1 Gbit/s network cards have been available for some time now and 10Gbit/s cards have recently become available. However achieving rates of the order of Gigabits per second is not straightforward. It requires careful tuning of several components in the end systems. This document aims to provide information of how to configure end systems to achieve Gbit/s data transfers.
Before you begin with the configuration, MAKE SURE YOU HAVE PERMISSION TO TRANSFER DATA ON THE ENTIRE NETWORK. Gbit/s transfers can create real damage on a network and are not (yet) appropriate for production environments.
Although this document is mainly about achieving data transfers using TCP some parts are also useful if you wish to use other transport protocols. You should always, if possible, try first UDP traffic data transfers and when everything is fine move towards TCP.
TCP will usually work well if the traffic is not competing with other flows. If any of the segments in the data path contains other traffic TCP will perform worse. This is discussed in more detail in section 5
When increasing the IC there should be a sufficient numbers of descriptors in the ring-buffers associated with the interface to hold the number of packets expected between consecutive interrupts.
As expected when increasing the IC settings the value of the latency increases, so that the difference in latency reflects the increased length of time packets spend in the NICs memory before being processed by the kernel.
If TxInt is reduced to 0 the throughput is significantly affected for all values of RxInt due to increased PCI activity and insufficient power to cope with the context switching in the sending PC.
If CPU power is important for your system (for example a shared server machine) than it is recommended to use a high interrupt coalescence in order to moderate CPU usage. If the machine is going to be dedicated to a single transfer than interrupt coalescence should be off.
Although NAPI is compatible with the old system and so with the old driver, you need to use a NAPI-aware driver to enable this improvement in your machine.
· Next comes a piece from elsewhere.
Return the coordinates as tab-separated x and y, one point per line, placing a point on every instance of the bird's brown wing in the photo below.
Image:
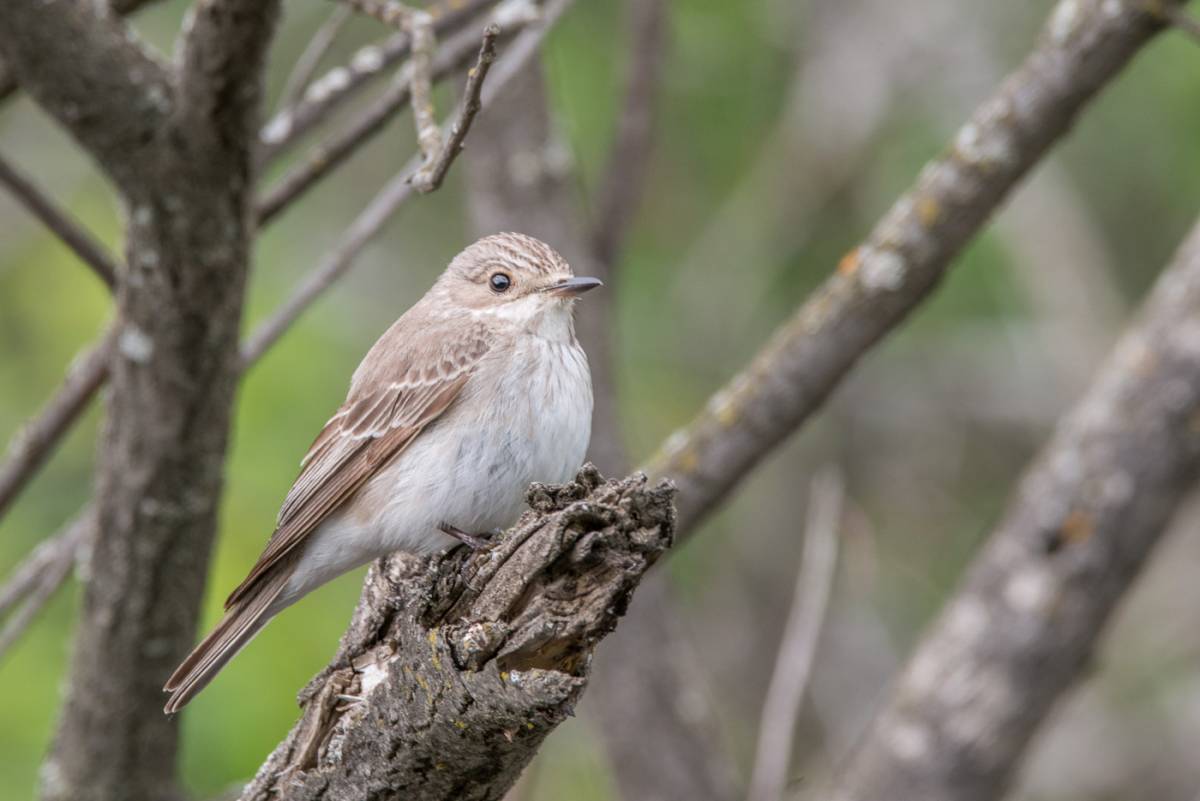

It exists e.g. for Syskonnect Gigabit card [LINK TO BE PROVIDED BY MATHIEU].
The NAPI network subsystem is a lot more efficient than the old system, especially in a high performance context. The pros are:
These settings are especially important for TCP as losses on local queues will cause TCP to fall into congestion control – which will limit the TCP sending rates. Meanwhile, full queues will cause packet losses when transporting udp packets.
There are two queues to consider, the txqueuelen; which is related to the transmit queue size, and the netdev_backlog; which determines the recv queue size.
To set the length of the transmit queue of the device. It is useful to set this to small values for slower devices with a high latency (modem links, ISDN) to prevent fast bulk transfers from disturbing interactive traffic like telnet too much.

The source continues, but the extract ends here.